I’d suggest that the latent disappointment stems not just from completism but the natural home in television for the Tales of the City books. First published in a format copacetic to television’s repeated regularity, the newspaper serial, the continuing episodic storytelling that drives much TV fiction is inbuilt. Tales derived from the tradition of newspaper-based serial fiction written by authors such as Charles Dickens, which would later inspire the broadcast soap opera (so much so, in fact, that the very title was chosen by Maupin over alternatives because of its Dickensian quality). It’s a lineage that the BBC’s successful radio serial adaptation of recent years only serves to reinforce. You only have to look at how many times the characters in the Channel 4/PBS original miniseries are caught watching the late 1970s daily satirical soap opera Mary Hartman, Mary Hartman to see how much the producers felt this was a convergence waiting to happen. In a TV “binge” culture, the sheer amount of literary material available for adaptation becomes a selling point for the franchise rather than the drawback it had been in previous decades. But Netflix will still encounter problems of adaptation due to the period of time elapsed.
It’s been reported that the stars of the original three TV adaptations Laura Linney and Olympia Dukakis will be returning, which raises a lot of difficult questions about what the new series will be. A good quarter-century has passed since Further Tales of the City aired on Showtime, which limits what can be done with the characters in certain age ranges. Their casting strongly suggests that we will pick up the series from Michael Tolliver Lives, a belated sequel from 2007 that spawned a (supposedly) final trilogy of Tales novels, since this timeline would find Mary Ann Singleton and Anna Madrigal somewhere near the same age as the actors playing them (in all but appearance). Of course, it’s entirely possible Linney and Dukakis will be playing different characters, as is conventional in a remake. This seems unlikely to me, as, unlike other (frequently re-cast) characters in the canon, the Tales of the City fanbase tends to find the two leads inseparable from their performers. It was, after all, Laura Linney (albeit dressed as Mary Ann Singleton) who rode alongside Grand Marshal Armistead Maupin in the San Francisco Gay and Lesbian Pride in 2003. Re-casting these actors would be highly problematic.

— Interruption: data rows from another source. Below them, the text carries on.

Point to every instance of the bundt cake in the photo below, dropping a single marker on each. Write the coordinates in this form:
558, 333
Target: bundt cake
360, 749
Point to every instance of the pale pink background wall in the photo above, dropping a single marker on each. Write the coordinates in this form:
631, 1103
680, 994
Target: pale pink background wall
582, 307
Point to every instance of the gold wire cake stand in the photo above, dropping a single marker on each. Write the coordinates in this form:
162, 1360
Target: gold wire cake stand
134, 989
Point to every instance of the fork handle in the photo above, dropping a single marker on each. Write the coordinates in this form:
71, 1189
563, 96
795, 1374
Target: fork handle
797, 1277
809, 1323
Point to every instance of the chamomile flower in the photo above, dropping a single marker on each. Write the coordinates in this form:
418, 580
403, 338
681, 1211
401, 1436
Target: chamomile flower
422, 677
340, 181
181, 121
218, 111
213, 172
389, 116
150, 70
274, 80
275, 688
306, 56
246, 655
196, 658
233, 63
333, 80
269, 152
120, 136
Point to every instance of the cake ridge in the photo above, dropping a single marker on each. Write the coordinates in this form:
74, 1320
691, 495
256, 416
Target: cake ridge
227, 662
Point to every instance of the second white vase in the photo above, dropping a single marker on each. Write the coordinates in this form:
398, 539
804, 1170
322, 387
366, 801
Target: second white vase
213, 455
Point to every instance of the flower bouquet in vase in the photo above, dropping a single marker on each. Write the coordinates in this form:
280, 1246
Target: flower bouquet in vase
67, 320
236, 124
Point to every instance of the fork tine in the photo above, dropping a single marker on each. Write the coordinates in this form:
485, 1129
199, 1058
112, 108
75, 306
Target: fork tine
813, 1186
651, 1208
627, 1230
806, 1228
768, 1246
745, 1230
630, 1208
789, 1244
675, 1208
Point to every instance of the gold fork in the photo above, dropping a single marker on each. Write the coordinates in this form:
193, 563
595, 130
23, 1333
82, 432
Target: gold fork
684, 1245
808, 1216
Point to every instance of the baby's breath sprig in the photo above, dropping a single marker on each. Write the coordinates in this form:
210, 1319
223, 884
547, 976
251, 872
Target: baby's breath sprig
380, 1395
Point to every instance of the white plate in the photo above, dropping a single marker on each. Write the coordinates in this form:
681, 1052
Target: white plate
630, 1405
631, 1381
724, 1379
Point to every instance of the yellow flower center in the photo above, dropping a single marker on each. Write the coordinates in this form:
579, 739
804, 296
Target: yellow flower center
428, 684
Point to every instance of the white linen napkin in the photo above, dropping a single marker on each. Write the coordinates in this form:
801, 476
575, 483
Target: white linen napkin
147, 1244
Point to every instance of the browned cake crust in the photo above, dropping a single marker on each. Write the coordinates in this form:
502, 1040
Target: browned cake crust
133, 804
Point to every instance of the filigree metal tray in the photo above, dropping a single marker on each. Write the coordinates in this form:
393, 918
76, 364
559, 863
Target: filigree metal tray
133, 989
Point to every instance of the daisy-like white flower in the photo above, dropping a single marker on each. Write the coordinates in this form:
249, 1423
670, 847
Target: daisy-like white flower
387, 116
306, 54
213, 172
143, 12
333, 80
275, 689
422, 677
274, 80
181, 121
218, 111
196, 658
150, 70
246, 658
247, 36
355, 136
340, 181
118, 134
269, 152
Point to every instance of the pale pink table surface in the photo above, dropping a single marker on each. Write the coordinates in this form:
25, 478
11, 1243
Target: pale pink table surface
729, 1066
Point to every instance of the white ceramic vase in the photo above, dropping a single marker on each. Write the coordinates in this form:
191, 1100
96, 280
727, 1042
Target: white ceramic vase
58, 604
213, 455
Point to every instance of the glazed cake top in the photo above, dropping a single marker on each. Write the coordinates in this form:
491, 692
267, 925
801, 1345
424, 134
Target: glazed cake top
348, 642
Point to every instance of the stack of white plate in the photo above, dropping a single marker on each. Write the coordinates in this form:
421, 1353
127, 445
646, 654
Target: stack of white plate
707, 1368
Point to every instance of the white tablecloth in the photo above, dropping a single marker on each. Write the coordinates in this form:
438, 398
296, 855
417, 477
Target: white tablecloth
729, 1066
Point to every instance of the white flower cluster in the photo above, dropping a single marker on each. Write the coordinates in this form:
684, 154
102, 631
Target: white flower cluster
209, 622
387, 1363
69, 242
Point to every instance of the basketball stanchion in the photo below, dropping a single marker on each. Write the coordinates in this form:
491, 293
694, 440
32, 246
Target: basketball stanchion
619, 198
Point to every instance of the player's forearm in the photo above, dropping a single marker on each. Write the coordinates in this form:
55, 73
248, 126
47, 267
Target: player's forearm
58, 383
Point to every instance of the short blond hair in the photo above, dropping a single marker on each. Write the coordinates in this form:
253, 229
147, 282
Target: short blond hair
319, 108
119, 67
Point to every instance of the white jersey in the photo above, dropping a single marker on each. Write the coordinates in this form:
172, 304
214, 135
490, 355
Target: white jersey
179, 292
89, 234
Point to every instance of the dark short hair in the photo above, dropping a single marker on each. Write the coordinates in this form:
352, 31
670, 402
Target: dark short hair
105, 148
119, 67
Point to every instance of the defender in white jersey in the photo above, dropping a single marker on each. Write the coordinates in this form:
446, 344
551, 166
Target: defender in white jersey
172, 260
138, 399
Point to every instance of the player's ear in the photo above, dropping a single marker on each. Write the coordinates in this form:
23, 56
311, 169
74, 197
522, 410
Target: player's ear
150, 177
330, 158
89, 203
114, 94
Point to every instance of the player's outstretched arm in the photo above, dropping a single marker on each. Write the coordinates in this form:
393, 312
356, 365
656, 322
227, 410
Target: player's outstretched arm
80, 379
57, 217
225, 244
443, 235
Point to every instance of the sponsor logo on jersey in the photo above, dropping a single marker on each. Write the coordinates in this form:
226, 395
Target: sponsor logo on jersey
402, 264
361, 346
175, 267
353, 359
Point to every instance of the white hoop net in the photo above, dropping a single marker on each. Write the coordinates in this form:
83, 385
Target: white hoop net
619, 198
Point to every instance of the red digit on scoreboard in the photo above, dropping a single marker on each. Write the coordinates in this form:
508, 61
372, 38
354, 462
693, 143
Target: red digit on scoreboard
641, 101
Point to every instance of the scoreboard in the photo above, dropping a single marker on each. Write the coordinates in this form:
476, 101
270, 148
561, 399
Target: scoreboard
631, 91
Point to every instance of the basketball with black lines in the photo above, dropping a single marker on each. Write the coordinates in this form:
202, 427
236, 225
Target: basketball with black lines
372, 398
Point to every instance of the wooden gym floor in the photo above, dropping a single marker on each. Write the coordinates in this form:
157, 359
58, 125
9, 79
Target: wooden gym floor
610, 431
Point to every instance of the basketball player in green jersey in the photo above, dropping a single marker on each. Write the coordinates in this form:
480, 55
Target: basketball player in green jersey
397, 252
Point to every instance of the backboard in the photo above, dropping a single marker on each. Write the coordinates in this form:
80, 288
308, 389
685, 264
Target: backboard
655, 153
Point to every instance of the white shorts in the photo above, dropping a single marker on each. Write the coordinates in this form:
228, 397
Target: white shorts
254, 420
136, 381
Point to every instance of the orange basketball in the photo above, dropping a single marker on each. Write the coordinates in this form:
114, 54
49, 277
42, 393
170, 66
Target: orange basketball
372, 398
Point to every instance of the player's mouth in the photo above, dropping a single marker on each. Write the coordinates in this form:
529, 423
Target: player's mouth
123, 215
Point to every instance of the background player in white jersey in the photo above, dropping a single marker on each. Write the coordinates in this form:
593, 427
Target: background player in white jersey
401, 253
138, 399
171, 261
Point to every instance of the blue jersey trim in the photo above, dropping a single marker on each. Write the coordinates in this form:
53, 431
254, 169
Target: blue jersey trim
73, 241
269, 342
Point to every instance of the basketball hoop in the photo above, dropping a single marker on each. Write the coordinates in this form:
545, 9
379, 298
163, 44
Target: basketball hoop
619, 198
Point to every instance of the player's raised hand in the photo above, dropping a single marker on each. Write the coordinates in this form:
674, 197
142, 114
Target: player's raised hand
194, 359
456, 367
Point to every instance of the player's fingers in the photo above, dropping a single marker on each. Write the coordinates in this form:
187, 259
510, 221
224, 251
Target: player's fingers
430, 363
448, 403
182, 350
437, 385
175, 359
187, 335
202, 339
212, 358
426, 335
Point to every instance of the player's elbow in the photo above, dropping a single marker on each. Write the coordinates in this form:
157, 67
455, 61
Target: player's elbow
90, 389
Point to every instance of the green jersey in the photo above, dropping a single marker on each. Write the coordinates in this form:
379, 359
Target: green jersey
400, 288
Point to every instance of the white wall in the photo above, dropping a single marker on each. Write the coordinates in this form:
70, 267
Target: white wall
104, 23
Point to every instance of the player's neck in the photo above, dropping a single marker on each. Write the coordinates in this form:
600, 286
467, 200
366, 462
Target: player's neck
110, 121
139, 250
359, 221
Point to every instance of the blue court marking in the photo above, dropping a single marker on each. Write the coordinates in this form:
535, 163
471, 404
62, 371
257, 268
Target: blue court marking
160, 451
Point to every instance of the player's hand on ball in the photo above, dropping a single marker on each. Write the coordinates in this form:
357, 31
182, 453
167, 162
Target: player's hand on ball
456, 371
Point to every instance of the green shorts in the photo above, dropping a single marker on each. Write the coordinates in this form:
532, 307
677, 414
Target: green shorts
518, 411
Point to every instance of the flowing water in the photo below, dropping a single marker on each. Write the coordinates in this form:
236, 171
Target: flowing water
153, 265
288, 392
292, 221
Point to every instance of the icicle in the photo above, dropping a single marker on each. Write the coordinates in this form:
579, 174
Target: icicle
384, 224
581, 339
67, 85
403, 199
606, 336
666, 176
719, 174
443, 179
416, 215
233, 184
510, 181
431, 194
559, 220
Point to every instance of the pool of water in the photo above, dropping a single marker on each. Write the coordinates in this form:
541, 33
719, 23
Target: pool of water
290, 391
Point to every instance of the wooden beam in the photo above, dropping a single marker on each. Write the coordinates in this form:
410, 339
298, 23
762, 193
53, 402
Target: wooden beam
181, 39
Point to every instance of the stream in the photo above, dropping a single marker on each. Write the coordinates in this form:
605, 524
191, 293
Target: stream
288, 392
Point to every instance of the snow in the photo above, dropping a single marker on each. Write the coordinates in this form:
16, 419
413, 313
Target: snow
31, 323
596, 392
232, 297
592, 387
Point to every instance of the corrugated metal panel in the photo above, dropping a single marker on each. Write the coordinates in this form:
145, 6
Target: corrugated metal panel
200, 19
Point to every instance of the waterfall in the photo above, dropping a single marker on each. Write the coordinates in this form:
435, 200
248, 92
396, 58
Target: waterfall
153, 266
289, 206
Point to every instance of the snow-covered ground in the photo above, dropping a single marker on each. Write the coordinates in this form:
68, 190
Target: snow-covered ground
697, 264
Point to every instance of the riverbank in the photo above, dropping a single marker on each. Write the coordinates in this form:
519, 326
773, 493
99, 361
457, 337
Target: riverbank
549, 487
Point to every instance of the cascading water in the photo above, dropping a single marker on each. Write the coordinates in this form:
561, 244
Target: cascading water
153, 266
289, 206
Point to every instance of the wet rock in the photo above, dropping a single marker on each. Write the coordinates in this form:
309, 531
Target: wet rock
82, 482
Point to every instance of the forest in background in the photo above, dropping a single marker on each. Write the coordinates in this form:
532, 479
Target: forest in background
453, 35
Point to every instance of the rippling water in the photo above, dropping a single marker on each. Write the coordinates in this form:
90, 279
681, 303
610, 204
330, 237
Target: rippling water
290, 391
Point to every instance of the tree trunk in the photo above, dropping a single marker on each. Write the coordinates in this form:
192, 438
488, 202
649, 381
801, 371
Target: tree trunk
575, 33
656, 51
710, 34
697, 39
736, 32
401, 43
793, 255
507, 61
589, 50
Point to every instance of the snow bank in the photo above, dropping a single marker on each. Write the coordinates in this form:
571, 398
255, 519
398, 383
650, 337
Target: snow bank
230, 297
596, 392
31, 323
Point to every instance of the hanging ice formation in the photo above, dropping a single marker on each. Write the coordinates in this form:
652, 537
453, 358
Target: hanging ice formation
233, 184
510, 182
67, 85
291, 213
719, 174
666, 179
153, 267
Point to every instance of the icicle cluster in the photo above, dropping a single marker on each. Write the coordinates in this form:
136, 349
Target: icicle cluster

If my suspicions are correct, a (more or less) contemporaneous Tales of the City TV series is in the works. There are gains and losses here. TV thrives on being able to hold up a (broken and vaselined) mirror to current events, and the original Tales serials had that very cultural commentary in mind. It would then be the first time that a television version of Tales of the City played the same role in society as the original literature. Viewers would, however, miss out on three novels’ worth of character and story development. They will particularly feel the absence of Babycakes, the first novel to discuss AIDS. Though, with its vacation vibe and self-standing storylines, the third in the series is probably the only Tales of the City novel that would work as a feature film. Either way, Looking is the modern-day heir to Maupin’s San Francisco no more.